The payment services group’s quarterly survey of over 660 UK SMEs engaged in exporting and importing found that in the quarter April to June 2013, 56% of SME business leaders expressed confidence in the current UK economic climate, up slightly from 54% in Q113.
Twenty per cent of SMEs, however, believed that the UK economy has improved in the last six months, up from 9% the previous quarter. Of these, 83% believe that this improvement is sustainable, despite citing macro-economic concerns.
Furthermore, 86% of SMEs believe that the UK’s general business environment will either improve or at least stay the same in the near future, which is indicative of the optimism that has been felt by larger businesses in recent weeks.
While domestic conditions may be improving for British SMEs, the WU research found that the global economy remains a top concern for 76% of businesses that trade with overseas buyers and suppliers.
The group’s International Trade Monitor (ITM) also revealed that British importers and exporters are concerned by cheaper competitors (63%) and currency volatility (59%). In the first half of 2013, sterling has fluctuated against the dollar and euro by over 9% and 7% respectively.
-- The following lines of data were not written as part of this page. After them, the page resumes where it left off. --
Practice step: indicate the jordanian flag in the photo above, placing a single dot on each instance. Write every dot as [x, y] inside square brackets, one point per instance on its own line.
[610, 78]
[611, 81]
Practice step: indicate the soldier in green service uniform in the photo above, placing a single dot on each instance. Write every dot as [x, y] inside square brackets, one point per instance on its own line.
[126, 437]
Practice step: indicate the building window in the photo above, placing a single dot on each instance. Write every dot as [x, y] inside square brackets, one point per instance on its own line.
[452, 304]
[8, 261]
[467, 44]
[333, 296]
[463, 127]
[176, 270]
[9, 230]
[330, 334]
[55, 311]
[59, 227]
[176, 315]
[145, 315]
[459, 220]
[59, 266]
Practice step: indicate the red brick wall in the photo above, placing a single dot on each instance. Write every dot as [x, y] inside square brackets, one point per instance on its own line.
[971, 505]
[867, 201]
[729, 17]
“Our research shows that SMEs, whilst welcoming improving economic conditions, are proving slower in embracing the large-scale optimism expressed by bigger businesses in recent weeks,” said
Jonathan Rees, UK regional divisional director, Western Union Business Solutions
“It is clear that we are still a long way from a full recovery; small business owners understand that more time is needed after six spluttering years of economic turmoil.
“Whilst good weather and sporting success have had an impact on consumer confidence, businesses are by no means out of the woods yet. SMEs will be wise to do what they can to mitigate against the increased volatility in the currency markets.
“The UK’s economic recovery is still fragile. Businesses cannot afford to get too complacent.”
Although 75% of SMEs saying that the majority of their export market lies in Europe, the research found that eurozone instability is an ongoing concern for the UK’s SME importers and exporters, with only 13% expecting conditions in the eurozone to improve by the end of the year.
Thirty-one per cent said that the eurozone crisis will have an adverse impact on their business in the future. The impact of Europe’s continuing economic challenges is reinforced by the fact that British SMEs are importing more from North American suppliers – 30% of businesses said that the majority of their overseas suppliers came from the region, up from 23% the previous quarter.
“UK SMEs are reacting to the continuing market conditions plaguing the Continent and are seeing more opportunities from North American buyers,” said Rees. “This is not surprising, particularly with the uncertainty in the Eurozone economy and unprecedented unemployment rates of over 26% in Spain and Greece.
“Recent market fluctuations are also affecting both importers and exporters with sterling moving nearly 5% against the US dollar in the second quarter. This volatility looks set to continue and it is crucial that British SMEs take steps now to protect their cash flow in what looks to be a turbulent second half of the year.”